I hoped, but did not expect to be living here at the time of this year’s Mecum auction. I certainly never expected to be here and be unable to attend. No one can consistently predict the future with any degree of accuracy.
I keep thinking about this car, a Studebaker Gran Turismo Hawk that was offered on Bring A Trailer back in 2018. It looks like a 1964 model given the landau roof, but it doesn’t have to be from that year. For me, I differentiate the years by the rear deck molding or lack thereof.

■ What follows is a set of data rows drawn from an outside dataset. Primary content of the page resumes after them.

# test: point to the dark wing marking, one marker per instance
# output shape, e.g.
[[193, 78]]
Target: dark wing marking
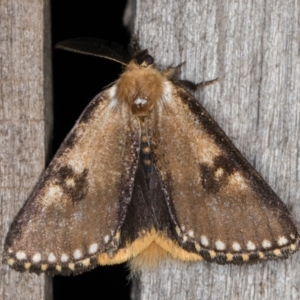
[[78, 207], [220, 206]]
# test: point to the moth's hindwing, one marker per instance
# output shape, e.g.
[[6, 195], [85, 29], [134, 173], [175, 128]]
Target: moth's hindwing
[[222, 210], [72, 219]]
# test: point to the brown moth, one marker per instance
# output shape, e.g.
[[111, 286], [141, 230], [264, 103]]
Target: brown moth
[[145, 174]]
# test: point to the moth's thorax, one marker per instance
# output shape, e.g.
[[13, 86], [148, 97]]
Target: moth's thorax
[[140, 87]]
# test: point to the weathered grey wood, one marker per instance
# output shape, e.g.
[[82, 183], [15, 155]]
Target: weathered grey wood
[[253, 47], [25, 122]]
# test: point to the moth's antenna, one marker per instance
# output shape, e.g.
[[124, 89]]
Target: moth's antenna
[[134, 47], [96, 47]]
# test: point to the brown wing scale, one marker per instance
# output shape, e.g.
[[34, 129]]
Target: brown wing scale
[[78, 206], [220, 206]]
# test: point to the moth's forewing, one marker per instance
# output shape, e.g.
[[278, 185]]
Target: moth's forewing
[[77, 208], [223, 209]]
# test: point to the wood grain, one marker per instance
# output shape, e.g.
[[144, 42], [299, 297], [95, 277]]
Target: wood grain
[[253, 47], [25, 123]]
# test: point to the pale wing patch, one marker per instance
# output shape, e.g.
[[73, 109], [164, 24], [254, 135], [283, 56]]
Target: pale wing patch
[[234, 216], [78, 200]]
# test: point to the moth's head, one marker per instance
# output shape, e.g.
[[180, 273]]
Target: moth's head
[[141, 85]]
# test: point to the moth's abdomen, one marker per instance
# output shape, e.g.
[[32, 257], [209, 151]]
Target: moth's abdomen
[[145, 150]]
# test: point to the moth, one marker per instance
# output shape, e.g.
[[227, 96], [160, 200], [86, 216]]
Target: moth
[[145, 174]]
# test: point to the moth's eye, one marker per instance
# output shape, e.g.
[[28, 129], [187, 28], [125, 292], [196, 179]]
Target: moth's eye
[[149, 60]]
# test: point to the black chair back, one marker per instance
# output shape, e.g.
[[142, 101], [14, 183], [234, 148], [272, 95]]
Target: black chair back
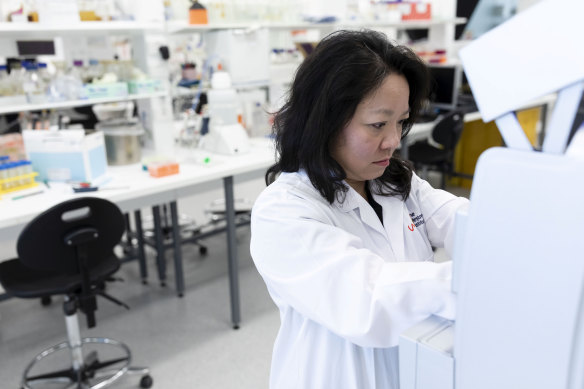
[[45, 244], [448, 130]]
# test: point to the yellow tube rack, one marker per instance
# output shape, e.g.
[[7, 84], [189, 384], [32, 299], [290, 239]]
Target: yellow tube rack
[[27, 179]]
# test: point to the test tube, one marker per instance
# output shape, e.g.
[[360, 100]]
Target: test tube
[[26, 169], [3, 175], [10, 172]]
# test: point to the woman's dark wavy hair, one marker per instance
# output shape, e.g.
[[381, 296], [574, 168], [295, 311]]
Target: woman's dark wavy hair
[[344, 68]]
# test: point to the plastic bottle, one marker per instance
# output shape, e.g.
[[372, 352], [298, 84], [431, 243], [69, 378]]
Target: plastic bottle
[[222, 98], [197, 14], [5, 86], [73, 85], [33, 86], [44, 73], [94, 71], [16, 78]]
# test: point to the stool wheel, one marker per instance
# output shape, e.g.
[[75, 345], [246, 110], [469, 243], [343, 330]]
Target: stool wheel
[[146, 382]]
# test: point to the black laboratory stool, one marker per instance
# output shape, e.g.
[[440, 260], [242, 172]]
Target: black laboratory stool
[[437, 154], [69, 250]]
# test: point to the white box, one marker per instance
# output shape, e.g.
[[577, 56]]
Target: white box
[[245, 54], [425, 355], [66, 155]]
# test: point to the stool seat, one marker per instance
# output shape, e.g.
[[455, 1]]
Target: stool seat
[[21, 281]]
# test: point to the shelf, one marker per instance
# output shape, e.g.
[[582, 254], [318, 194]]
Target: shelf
[[75, 103], [184, 28], [26, 30]]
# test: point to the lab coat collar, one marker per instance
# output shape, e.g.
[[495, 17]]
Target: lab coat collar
[[393, 222], [355, 202], [393, 216]]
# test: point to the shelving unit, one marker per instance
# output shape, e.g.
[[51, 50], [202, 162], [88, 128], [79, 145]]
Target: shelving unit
[[184, 28], [75, 103], [28, 30]]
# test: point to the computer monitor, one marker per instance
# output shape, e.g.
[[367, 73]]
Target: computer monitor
[[444, 86]]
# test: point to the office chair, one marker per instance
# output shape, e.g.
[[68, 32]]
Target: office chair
[[68, 250], [437, 154]]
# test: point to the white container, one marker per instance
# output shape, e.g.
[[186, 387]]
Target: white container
[[66, 155], [244, 53], [222, 99]]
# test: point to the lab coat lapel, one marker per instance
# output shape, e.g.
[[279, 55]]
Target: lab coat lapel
[[393, 222], [354, 201]]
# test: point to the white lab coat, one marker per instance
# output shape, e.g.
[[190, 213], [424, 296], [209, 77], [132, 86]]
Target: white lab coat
[[346, 285]]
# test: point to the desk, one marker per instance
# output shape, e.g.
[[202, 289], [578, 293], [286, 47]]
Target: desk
[[138, 190]]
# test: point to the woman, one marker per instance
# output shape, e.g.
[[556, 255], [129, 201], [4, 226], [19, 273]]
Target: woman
[[343, 234]]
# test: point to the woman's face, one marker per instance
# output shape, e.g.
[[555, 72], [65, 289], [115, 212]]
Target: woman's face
[[364, 147]]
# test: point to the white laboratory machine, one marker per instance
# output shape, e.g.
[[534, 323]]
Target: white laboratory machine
[[226, 135], [519, 251]]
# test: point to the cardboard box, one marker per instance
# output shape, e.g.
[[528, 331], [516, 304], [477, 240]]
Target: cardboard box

IF I ever acquire one I would like to have it painted green, although a little darker than this one, and would like to fit it with wire wheels. Granted that I have never seen this car in person, but other than one I saw at the AACA Museum in Hershey, Pennsylvania, this is the nicest Gran Turismo Hawk I have ever seen. For me, dark exterior colors muddle the lines and I am not a fan of white cars, either. Here is a photo I recently “published” of a 1962 model at the Mecum auction in Arizona last year:
Note the rear deck molding is basically all metal; that is how the ’62s were outfitted. For 1963, the bottom of the molding had a black strip so “Studebaker Hawk” stood out. For 1964, the molding was removed as the deck stamping was finally changed from the original used since 1956. For the ’64s, “Studebaker Hawk” was shown as a badge in stainless or some other “chrome-like” metal against the “plain” rear deck.
If space for another car were not an obstacle, one reason I would hesitate to buy one of these is service. I am certainly not qualified to fix one myself–my acquisition of a service manual for all 1959-64 Studebakers notwithstanding–and I have little idea what shop would be qualified to work on the car. I have read about one shop that specializes in working on “classic” cars located at the Scottsdale Airpark although the name eludes me for the moment. (Damn advancing age!)
Any thoughts or opinions you have would be greatly appreciated. Thanks.